High-level De novo biosynthesis of arbutin in engineered Escherichia coli

Arbutin is a hydroquinone glucoside compound existing in various plants. It is widely used in pharmaceutical and cosmetic industries owing to its well-known skin-lightening property as well as anti-oxidant, anti-microbial, and anti-inflammatory activities. Currently, arbutin is usually produced by plant extraction or enzymatic processes, which suffer from low product yield and expensive processing cost.
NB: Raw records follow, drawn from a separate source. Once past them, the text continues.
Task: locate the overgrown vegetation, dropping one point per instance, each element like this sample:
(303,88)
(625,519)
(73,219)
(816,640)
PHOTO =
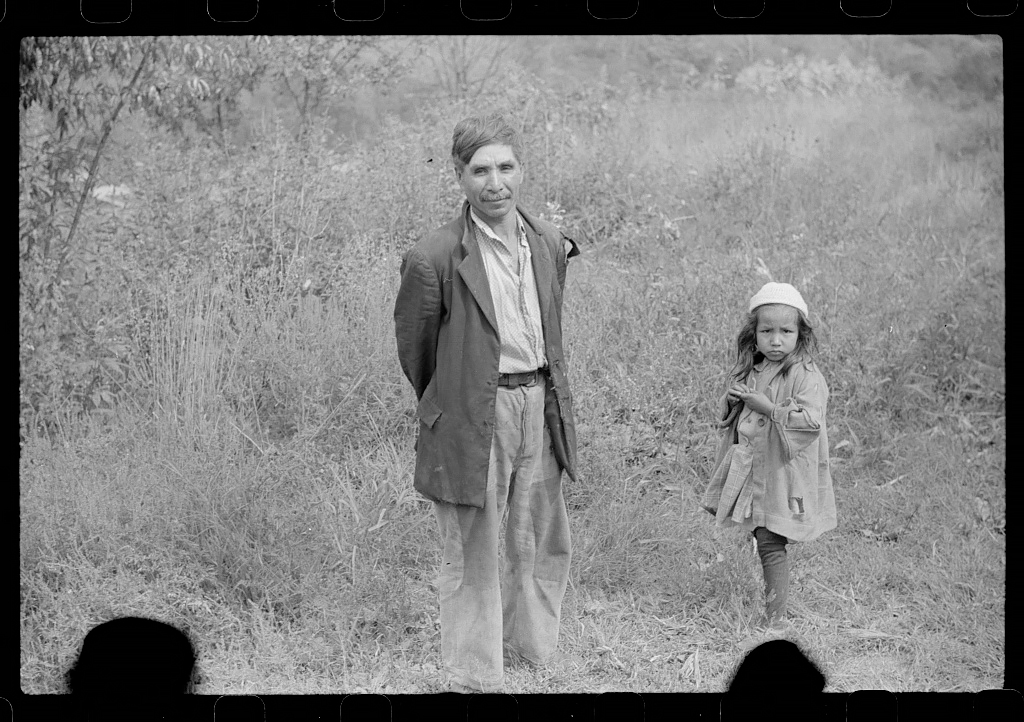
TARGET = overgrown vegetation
(215,430)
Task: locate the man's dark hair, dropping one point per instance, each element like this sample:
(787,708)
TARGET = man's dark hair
(473,133)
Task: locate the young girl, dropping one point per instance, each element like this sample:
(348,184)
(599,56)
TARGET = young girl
(771,475)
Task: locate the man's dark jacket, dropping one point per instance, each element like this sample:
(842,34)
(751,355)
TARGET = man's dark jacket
(449,349)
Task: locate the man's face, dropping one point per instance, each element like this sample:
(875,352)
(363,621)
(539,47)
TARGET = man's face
(491,181)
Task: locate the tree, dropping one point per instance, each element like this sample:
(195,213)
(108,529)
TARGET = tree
(73,91)
(313,71)
(465,65)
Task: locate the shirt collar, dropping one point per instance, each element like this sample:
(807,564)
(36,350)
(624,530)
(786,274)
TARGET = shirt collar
(521,227)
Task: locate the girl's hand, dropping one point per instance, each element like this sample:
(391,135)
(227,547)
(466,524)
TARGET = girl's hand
(753,398)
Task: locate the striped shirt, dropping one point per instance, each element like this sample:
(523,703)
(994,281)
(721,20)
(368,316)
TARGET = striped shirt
(514,295)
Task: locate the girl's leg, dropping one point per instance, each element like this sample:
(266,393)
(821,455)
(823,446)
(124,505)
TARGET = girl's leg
(771,549)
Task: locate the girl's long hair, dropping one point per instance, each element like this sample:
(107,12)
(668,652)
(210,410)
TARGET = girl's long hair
(748,354)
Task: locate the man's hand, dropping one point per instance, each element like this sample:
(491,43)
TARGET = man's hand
(752,397)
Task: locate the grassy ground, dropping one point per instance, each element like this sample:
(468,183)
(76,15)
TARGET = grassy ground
(289,541)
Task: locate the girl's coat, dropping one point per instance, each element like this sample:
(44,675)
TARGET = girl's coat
(773,471)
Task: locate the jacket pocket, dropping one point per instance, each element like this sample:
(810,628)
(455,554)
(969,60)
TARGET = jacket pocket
(428,411)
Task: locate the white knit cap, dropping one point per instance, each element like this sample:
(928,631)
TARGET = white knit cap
(778,293)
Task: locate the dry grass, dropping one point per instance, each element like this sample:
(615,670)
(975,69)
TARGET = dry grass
(261,496)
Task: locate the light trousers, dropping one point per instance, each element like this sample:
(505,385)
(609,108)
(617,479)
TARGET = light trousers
(482,605)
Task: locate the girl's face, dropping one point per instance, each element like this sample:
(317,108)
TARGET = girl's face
(777,331)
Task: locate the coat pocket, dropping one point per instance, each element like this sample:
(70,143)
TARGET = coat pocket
(428,411)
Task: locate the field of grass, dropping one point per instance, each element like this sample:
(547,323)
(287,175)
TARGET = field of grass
(259,493)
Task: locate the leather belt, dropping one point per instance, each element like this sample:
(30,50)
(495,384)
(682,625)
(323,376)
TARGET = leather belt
(527,378)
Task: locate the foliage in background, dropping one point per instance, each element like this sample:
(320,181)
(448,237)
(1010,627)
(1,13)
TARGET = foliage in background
(215,429)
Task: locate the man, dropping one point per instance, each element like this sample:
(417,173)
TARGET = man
(478,325)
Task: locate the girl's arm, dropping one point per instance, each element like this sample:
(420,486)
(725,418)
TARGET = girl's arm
(800,418)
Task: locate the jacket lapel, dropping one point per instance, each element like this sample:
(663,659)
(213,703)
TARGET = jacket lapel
(472,271)
(543,268)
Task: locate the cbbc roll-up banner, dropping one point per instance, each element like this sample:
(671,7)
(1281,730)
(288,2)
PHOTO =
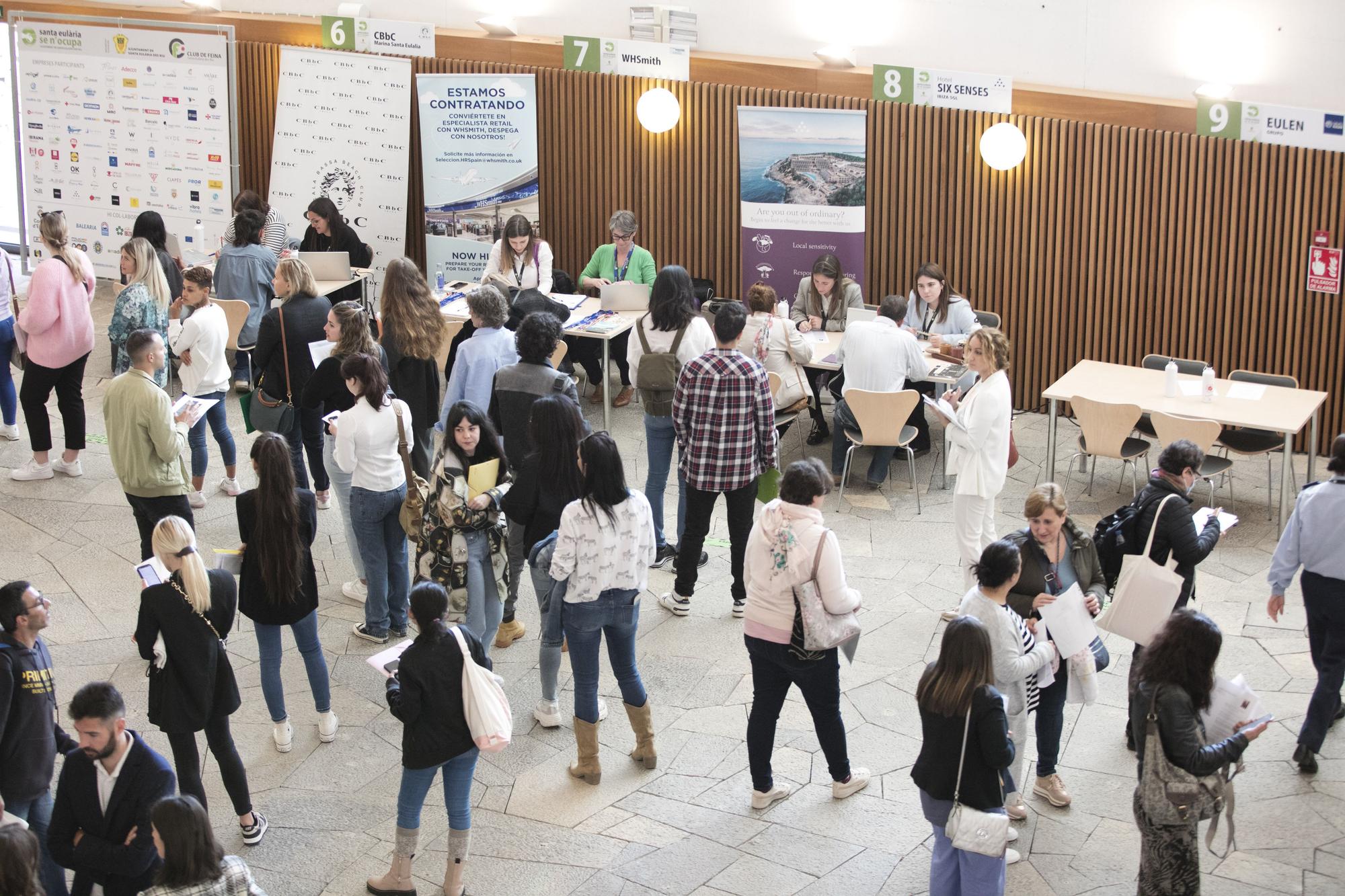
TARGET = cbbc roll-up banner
(802,181)
(479,159)
(344,132)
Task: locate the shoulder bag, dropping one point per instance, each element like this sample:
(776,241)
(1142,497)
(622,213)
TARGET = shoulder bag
(970,829)
(275,415)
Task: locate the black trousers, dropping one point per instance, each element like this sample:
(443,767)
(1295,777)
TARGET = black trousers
(151,510)
(38,382)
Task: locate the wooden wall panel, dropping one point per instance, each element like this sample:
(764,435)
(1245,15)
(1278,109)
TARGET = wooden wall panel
(1106,243)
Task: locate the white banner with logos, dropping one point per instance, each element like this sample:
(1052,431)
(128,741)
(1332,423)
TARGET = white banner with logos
(118,122)
(479,165)
(344,132)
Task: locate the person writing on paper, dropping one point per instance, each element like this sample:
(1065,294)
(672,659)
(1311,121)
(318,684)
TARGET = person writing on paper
(205,374)
(1174,682)
(821,303)
(790,545)
(1056,555)
(426,694)
(1017,655)
(466,545)
(962,716)
(1313,540)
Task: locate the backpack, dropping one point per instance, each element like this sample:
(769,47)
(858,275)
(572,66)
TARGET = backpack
(1117,534)
(658,373)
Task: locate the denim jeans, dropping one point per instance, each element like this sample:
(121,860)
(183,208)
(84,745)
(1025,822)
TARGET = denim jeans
(774,669)
(341,485)
(458,791)
(383,544)
(660,440)
(617,612)
(37,811)
(219,420)
(843,419)
(270,651)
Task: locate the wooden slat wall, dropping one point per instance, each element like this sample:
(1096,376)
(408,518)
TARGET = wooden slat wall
(1108,243)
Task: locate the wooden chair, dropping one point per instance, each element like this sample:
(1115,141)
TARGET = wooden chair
(1203,434)
(1105,432)
(882,417)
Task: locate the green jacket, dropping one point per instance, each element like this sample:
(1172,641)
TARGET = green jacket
(603,264)
(145,442)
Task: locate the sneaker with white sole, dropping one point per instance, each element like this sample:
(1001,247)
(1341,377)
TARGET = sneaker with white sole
(283,733)
(32,470)
(859,780)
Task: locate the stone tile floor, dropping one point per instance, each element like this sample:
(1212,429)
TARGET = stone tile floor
(688,827)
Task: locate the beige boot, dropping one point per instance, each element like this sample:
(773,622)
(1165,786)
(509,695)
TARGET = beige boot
(587,767)
(399,881)
(644,728)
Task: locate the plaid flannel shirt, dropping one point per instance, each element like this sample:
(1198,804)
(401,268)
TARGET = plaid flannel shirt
(724,419)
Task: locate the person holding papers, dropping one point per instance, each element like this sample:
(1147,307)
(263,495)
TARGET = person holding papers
(205,374)
(465,545)
(1313,540)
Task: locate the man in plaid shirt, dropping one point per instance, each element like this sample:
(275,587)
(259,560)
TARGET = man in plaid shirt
(724,419)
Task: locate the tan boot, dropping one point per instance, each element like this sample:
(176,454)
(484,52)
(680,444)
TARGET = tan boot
(399,881)
(587,767)
(644,728)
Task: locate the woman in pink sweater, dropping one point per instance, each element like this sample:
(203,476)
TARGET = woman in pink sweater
(60,330)
(781,555)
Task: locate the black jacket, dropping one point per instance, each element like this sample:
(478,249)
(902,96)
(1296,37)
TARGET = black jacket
(305,321)
(198,682)
(255,598)
(1176,534)
(989,751)
(427,694)
(103,856)
(29,732)
(1180,731)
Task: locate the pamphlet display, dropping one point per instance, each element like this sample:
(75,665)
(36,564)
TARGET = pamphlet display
(118,120)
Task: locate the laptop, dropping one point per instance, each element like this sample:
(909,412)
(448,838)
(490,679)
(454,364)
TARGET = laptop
(328,266)
(625,296)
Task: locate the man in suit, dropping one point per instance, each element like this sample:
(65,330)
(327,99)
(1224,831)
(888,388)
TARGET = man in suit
(100,825)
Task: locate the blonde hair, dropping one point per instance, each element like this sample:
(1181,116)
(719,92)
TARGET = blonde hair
(176,538)
(1048,494)
(299,276)
(149,271)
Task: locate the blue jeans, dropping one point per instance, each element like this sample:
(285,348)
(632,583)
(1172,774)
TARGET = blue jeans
(660,440)
(617,612)
(458,791)
(219,420)
(38,814)
(270,651)
(383,544)
(484,599)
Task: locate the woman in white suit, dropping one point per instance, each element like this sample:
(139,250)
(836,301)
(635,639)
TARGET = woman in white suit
(978,450)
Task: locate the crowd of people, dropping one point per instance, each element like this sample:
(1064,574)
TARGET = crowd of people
(445,502)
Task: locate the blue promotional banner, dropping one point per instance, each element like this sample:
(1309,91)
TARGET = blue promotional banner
(479,165)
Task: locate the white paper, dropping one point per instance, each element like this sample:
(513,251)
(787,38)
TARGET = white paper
(1069,620)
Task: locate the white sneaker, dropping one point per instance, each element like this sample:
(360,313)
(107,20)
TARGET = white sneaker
(859,780)
(328,724)
(32,470)
(284,736)
(548,713)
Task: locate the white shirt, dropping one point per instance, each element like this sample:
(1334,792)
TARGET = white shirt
(206,334)
(367,444)
(879,356)
(595,555)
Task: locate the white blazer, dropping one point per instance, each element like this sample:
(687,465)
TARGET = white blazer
(980,440)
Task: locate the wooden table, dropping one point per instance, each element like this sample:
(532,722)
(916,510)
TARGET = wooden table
(1278,409)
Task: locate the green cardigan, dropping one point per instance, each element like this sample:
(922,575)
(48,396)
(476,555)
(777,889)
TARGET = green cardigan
(603,264)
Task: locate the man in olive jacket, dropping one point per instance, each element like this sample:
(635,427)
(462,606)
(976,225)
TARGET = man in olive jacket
(146,440)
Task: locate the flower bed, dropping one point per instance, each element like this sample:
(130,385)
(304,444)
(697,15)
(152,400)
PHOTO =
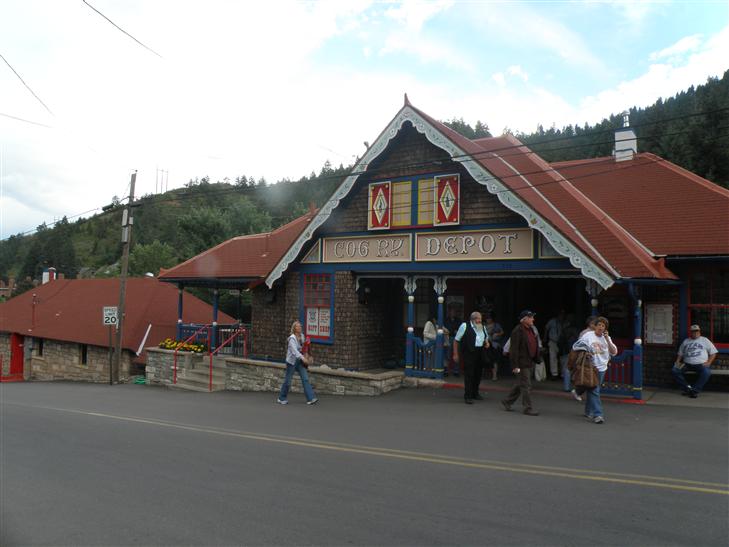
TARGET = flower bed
(195,347)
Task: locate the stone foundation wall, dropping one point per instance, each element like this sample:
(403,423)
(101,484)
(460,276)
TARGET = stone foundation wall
(5,352)
(252,375)
(62,361)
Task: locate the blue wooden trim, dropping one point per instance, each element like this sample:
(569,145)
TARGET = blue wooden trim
(414,196)
(216,305)
(635,294)
(463,266)
(423,228)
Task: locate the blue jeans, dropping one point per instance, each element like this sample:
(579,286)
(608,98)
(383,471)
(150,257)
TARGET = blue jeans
(593,404)
(704,373)
(303,374)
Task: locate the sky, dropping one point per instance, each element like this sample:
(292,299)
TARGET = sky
(274,89)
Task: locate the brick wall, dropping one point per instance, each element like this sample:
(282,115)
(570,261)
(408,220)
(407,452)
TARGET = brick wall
(357,327)
(5,352)
(658,359)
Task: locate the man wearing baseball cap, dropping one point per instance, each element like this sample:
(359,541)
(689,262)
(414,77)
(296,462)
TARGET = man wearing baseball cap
(695,354)
(523,353)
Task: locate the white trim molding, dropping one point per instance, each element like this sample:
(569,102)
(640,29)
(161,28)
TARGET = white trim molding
(480,174)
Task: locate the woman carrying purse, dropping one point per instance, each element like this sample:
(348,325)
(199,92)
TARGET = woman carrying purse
(601,347)
(295,362)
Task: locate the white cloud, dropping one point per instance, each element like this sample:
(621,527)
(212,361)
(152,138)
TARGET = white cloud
(683,46)
(516,70)
(413,14)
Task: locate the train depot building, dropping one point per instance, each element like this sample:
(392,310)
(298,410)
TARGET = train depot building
(429,221)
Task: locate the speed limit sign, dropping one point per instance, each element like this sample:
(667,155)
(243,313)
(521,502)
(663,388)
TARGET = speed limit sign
(110,316)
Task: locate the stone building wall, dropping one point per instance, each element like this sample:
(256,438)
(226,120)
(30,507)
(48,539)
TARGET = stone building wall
(5,352)
(160,365)
(268,319)
(251,375)
(658,359)
(62,361)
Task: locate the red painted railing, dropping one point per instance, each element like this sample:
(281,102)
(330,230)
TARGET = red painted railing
(227,341)
(177,349)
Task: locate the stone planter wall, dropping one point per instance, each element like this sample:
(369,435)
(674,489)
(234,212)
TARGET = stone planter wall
(160,362)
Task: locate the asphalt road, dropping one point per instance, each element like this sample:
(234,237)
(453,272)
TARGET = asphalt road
(136,465)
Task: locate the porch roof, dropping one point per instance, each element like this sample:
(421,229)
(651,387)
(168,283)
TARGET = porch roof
(239,262)
(71,310)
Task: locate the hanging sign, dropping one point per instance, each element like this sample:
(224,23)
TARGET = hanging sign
(447,200)
(379,206)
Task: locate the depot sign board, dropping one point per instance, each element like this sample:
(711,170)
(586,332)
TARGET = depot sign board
(386,248)
(514,244)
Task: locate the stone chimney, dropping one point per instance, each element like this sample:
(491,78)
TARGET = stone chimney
(49,274)
(626,143)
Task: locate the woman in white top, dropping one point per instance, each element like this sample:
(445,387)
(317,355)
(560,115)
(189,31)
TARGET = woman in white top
(295,363)
(599,344)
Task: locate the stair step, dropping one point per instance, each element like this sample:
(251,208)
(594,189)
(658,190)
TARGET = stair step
(182,386)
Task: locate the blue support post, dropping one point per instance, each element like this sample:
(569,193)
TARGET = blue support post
(216,302)
(637,341)
(409,348)
(178,331)
(439,368)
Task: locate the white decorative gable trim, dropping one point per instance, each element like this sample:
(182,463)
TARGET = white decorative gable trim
(480,174)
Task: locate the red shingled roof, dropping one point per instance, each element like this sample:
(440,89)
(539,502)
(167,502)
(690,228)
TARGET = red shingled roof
(670,210)
(561,204)
(71,310)
(249,257)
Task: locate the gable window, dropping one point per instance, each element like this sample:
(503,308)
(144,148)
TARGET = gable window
(430,201)
(425,202)
(708,304)
(402,203)
(318,306)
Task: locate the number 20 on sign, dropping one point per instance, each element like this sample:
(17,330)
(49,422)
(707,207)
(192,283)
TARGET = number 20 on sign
(110,316)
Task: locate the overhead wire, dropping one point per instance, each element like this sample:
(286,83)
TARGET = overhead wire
(217,193)
(27,86)
(122,30)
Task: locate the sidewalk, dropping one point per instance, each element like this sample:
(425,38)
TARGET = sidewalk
(651,395)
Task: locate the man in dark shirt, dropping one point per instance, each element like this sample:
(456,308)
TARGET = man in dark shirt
(523,353)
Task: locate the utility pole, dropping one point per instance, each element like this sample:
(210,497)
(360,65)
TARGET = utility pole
(127,222)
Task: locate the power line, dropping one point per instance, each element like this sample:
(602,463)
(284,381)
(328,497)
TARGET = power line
(27,86)
(121,29)
(153,200)
(457,158)
(26,121)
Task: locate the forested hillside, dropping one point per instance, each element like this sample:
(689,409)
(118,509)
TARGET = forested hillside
(689,129)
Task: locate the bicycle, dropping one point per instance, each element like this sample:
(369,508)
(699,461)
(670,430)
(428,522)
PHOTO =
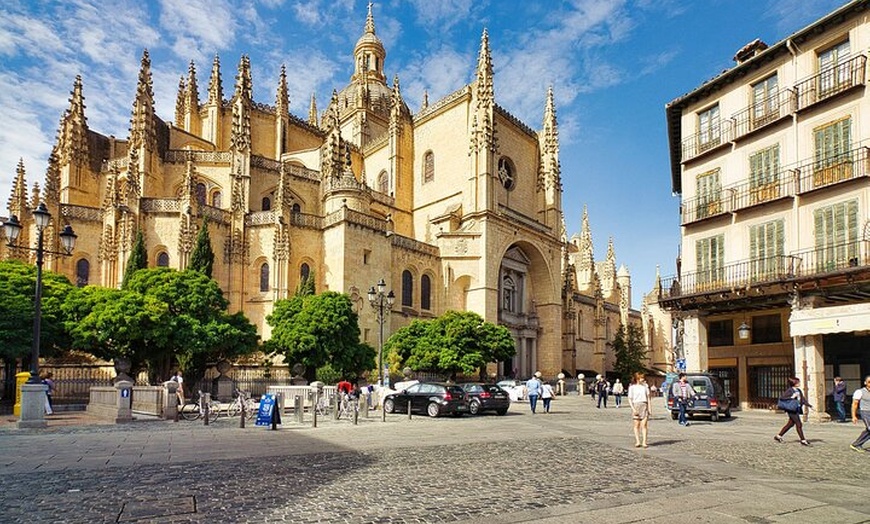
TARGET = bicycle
(243,398)
(195,409)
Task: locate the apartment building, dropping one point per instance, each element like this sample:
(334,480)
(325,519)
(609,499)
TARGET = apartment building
(770,159)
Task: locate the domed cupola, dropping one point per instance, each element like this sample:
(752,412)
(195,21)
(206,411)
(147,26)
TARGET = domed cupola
(369,53)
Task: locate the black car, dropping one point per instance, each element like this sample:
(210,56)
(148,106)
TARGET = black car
(432,398)
(486,397)
(711,397)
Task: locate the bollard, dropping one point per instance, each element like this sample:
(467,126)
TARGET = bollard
(206,398)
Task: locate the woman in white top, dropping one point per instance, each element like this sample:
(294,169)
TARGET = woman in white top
(638,399)
(547,395)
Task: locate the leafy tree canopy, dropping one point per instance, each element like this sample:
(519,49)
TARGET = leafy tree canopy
(456,342)
(17,292)
(318,329)
(630,352)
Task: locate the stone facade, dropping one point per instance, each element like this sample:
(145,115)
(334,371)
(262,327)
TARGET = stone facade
(457,206)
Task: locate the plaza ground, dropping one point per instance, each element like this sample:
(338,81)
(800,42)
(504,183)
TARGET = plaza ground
(576,464)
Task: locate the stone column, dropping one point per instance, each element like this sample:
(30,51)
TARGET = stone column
(809,357)
(695,344)
(124,397)
(32,406)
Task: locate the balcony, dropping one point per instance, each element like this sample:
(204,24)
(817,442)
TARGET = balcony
(764,112)
(707,140)
(704,207)
(778,273)
(831,81)
(817,174)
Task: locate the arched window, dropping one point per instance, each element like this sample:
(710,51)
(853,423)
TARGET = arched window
(507,173)
(425,293)
(428,167)
(509,294)
(384,182)
(407,289)
(264,278)
(200,193)
(83,272)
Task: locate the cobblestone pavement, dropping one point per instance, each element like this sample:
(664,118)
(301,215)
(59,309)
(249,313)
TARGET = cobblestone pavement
(575,464)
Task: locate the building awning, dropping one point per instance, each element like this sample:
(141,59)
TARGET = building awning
(825,320)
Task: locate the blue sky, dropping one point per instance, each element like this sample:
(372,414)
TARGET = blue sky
(613,64)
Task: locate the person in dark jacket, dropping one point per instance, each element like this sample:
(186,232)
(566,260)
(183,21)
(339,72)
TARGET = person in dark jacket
(794,417)
(840,397)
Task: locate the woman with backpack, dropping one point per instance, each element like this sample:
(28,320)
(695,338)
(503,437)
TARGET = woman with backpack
(792,401)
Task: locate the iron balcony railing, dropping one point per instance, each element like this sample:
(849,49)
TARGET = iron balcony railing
(769,270)
(815,174)
(831,81)
(706,140)
(763,112)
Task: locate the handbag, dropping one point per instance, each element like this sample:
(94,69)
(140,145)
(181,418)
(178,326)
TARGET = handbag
(789,405)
In this work, we established an artificial pathway in Escherichia coli for high-level production of arbutin from simple carbon sources. First, a 4-hydroxybenzoate 1-hydroxylase from Candida parapsilosis CBS604 and a glucosyltransferase from Rauvolfia serpentina were characterized by in vitro enzyme assays. Introduction of these two genes into E. coli led to the production of 54.71mg/L of arbutin from glucose. Further redirection of carbon flux into arbutin biosynthesis pathway by enhancing shikimate pathway genes enabled production of 3.29g/L arbutin, which is a 60-fold increase compared with the initial strain. Final optimization of glucose concentration added in the culture medium was able to further improve the titer of arbutin to 4.19g/L in shake flasks experiments, which is around 77-fold higher than that of initial strain. This work established de novo biosynthesis of arbutin from simple carbon sources and provided a generalizable strategy for the biosynthesis of shikimate pathway derived chemicals. The high titer achieved in our engineered strain also indicates the potential for industrial scale bio-manufacturing of arbutin.